The room we rehearse in is always freezing (except when all the actors leave the room and Liz the SM and I turn the heat up and sit under the vents).  I’ve been wearing more and more layers every day; I’m two steps away from bringing a blanket or buying a Snuggie.  The last couple days I’ve even resorted to wearing scarves, which I thought I would never need in California.  Today I had wrapped my scarf around my neck twice when I recognized a familiar sense of anxiety…

…which I then placed as coming from the fear that, when I wrapped my scarf fully around my neck, someone could come up behind me, pull on the end, and break my neck, or strangle me, or otherwise cause me harm.  Where did this fear come from?  I thought of Isadora Duncan and her untimely scarf demise, but this feels like a deeper fear, something that would have had to be instilled in me at a very young age.

Of course, it must have been my mother.

Here are some other things I’ve recently realized I still (sort of) believe in, leftover from my childhood, even though my brain tells me it’s stupid:

-Premade chocolate milk: made from the milk that comes out bloody from the cows
-Don’t sit directly in front of the TV: the radiation comes out and then down (I guess I know where my brother and I used to sit)
-Reading in the dark ruins your eyes

What did you get told that you still believe?

Categories
Beginnings

Happy New Year! Welcome to The Ten.

I’ve been hearing a lot of people refer to 2009 negatively…most recently – and colorfully – this afternoon when someone said “It’s the last day of the year, I’d just like to say F*** YOU 2009!”

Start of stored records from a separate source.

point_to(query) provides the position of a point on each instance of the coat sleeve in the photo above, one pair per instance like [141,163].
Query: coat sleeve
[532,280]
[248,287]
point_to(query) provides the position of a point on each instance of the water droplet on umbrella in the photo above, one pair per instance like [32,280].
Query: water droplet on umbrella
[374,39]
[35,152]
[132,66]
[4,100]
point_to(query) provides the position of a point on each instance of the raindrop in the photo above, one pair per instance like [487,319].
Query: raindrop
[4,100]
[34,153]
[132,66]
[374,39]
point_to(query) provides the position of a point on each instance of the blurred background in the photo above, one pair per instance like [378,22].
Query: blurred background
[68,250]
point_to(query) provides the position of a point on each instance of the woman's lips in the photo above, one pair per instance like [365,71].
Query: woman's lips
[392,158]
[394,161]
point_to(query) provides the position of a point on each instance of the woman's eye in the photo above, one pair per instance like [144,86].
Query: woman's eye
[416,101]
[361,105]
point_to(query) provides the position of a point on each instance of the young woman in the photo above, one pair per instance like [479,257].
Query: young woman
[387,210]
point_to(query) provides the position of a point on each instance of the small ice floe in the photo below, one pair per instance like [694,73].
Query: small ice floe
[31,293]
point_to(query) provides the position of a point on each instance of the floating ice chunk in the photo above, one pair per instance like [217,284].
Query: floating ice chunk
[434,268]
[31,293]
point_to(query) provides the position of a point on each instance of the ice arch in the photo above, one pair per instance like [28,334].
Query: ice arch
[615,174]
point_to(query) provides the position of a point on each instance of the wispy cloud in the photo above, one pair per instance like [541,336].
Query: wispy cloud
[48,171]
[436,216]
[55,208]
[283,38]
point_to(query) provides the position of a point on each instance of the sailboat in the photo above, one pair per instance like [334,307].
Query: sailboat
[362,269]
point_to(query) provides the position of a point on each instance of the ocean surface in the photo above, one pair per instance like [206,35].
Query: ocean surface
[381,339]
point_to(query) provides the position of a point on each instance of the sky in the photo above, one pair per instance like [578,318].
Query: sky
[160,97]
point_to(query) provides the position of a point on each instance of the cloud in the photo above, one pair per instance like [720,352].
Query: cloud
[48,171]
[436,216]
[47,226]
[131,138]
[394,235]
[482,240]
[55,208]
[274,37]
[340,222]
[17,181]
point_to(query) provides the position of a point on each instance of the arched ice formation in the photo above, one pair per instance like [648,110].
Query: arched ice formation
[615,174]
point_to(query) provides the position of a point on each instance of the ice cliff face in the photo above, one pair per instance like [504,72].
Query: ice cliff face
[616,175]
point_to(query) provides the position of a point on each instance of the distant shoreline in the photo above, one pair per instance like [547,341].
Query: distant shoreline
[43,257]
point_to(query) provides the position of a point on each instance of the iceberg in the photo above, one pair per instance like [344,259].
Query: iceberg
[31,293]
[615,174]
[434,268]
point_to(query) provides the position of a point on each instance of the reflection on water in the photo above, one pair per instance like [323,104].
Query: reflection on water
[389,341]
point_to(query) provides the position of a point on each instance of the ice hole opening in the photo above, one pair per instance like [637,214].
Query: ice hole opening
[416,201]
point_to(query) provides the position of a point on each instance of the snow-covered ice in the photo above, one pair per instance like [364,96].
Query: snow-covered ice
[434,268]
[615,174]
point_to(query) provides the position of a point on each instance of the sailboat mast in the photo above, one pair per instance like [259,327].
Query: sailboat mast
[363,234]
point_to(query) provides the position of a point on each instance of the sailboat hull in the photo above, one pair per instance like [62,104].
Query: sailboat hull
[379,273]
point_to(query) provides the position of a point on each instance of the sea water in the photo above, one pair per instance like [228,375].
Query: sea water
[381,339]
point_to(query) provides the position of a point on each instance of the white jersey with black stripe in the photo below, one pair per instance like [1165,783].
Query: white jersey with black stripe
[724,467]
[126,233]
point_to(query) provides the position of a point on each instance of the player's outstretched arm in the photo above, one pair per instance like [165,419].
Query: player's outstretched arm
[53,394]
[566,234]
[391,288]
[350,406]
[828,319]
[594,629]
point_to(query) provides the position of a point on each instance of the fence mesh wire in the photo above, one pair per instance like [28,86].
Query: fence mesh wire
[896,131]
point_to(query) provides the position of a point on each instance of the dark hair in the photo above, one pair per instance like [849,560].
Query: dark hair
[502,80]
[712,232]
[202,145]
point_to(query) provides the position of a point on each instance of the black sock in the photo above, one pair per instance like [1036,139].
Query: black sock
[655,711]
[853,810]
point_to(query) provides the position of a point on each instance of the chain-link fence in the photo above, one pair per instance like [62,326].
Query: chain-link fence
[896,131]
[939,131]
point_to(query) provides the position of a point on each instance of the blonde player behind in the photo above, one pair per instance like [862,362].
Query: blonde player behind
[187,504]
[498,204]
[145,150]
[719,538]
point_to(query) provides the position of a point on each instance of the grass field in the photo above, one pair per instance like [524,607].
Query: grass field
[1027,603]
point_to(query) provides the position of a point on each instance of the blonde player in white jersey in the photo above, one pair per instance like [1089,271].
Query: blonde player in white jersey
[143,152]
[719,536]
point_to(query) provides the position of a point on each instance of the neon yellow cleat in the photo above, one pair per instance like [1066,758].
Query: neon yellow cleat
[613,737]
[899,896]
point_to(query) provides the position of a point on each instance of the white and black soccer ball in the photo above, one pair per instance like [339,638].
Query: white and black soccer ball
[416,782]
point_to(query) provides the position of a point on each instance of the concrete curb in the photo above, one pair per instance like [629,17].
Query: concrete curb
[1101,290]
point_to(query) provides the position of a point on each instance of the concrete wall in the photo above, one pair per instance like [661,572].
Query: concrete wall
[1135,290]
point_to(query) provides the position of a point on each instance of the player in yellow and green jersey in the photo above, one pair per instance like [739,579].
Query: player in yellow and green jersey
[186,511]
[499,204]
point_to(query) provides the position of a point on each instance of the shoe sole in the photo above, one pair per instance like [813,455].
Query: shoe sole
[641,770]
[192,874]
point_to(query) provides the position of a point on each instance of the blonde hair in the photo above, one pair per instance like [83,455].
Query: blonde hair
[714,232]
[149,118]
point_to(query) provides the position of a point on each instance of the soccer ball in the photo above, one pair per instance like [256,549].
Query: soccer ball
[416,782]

But I thought 2009 was a pretty good year.  I just wanted to point that out.  Parts were stressful and as a country we didn’t have a great year, but personally?  My 2009 was pretty rockin.  FYI.

Categories
Beginnings Drew Endings Nonfiction Sentiment

59/100

A year ago, I made a list of 100 things to accomplish in 2009.  Some things were kind of a stretch and I could have guessed wouldn’t happen:

-visit Madame Tussaud’s
-see a Cirque du Soleil show
-buy a Macbook (and pay it off)

Some things were relatively minor and should have happened but never did:

-read in a bath
-buy a lottery ticket 5 times
-stay up all night

Some things were too general, not easily quantified, and I learned a lesson about that:

-stop saying Oh my God
-drink 32 oz of water a day (I know, I know, but it’s harder than you’d think to do something EVERY SINGLE DAY)

Some things I didn’t do before we left New York:

-Top of the Rock
-Tryon Park with Erin

But I checked 59 of the 100 things off of the list, including:

-Move back to California…by driving
-Watch a sunrise
-Send Valentines to my family
-Read the classics I own and haven’t read yet (Wuthering Heights, Mrs. Dalloway, Tess of the D’Urbervilles, etc.)
-Stage manage another NYC show (2 this year)
-Go on rollercoasters (Six Flags New Jersey)
-Take the CBEST (and pass it!)
-Go gambling (and win!)

I also had some experiences this last year that I didn’t put on my list, but consider noteworthy:

-Get engaged
-Run around the reservoir in Central Park
-Walk across the Brooklyn Bridge
-Get married
-Get a pedicure (my first, and then second)

Good times, 2009.  I knew it was going to be an exciting year.  I look forward to a happy and calm 2010, filled with paying off debts and enjoying California!